Cette danse hardie était entremêlée de cliquetis de doigts, de frappements de talons, de cris élancés, qui lui donnaient quelque chose d’élégant et de rustique tout à la fois; on se sentait emporter malgré soi par ces mouvements d’une spontanéité agreste; on s’associait d’instinct à cette joie en action. En contemplant, au-centre de l’aube lumineuse que répandaient les chandelles et le foyer, ce couple dansant de vieilles baillas, presque oubliées, et, au fond, plongée dans l’ombre, la grand’mère qui continuait de filer, étrangère à tout ce qui se passait, il me semblait voir les images de la tradition riante du Midi et de la tradition mélancolique du Nord s’éteignant toutes deux, l’une dans la lumière et le bruit, l’autre dans les ténèbres et le silence.

Le bruit d’un cheval qui arrivait au galop interrompit le ball. C’était le conducteur de la diligence qui arrivait. Il nous avertit que la voiture était remise sur ses roues, et il fallut songer à repartir.

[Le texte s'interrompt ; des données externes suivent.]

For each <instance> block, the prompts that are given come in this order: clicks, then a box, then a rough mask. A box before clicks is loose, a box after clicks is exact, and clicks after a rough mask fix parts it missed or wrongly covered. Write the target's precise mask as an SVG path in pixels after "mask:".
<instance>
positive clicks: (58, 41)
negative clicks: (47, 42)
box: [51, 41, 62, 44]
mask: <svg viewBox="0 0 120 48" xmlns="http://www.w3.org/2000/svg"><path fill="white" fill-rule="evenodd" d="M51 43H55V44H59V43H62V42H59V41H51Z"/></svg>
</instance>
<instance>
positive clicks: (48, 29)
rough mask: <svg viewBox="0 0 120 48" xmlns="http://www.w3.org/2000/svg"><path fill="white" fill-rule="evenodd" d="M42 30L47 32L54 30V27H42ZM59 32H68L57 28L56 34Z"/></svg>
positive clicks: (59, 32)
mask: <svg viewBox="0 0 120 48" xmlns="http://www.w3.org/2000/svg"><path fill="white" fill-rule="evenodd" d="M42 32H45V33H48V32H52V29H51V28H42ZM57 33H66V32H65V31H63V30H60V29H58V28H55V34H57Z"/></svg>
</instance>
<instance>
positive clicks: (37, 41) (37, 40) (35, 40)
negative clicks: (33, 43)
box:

Cette séparation parut coûter beaucoup à mon compagnon; un instant, il sembla hésiter; mais il était appelé à Abbeville par des recouvrements à échéance. Il épuisa, pour se dédommager, tout son vocabulaire de malédictions marseillaises, aux grands éclats de rire de la Languedocienne, qui, soit discrétion, soit indifférence, ne fit rien pour le retenir. Cependant, lorsqu’il la prit à part et qu’il se mit à lui parler vivement à demi-voix, elle devint tout à coup sérieuse. Quelques mots, qui arrivèrent jusqu’à moi, me firent supposer que le Provençal, ne pouvant adopter l’itinéraire de la jeune fille, lui proposait de suivre le sien; mais elle secoua la tête, et, lui montrant avec une subite mélancolie le fourgon que ses camarades se préparaient à atteler, elle lui répondit par les paroles solennelles que prononcent ses compatriotes lorsqu’ils viennent recevoir, sur le seuil, la jeune épouse de leur fils:—Ad pé d’aquet, ma hillo, quet caou biouré et mouri! (c’est à ce foyer, mon enfant, que tu dois vivre et mourir!)

Le Provençal lui serra la main sans insister; et nous rentrâmes à l’auberge pour prendre nos manteaux. La mère-grand, à qui j’adressai un adieu transmis par Toinette, nous accompagna jusqu’à la porte de souhaits d’heureux voyage, dans lesquels se mêlaient naïvement les superstitions antiques et les superstitions chrétiennes.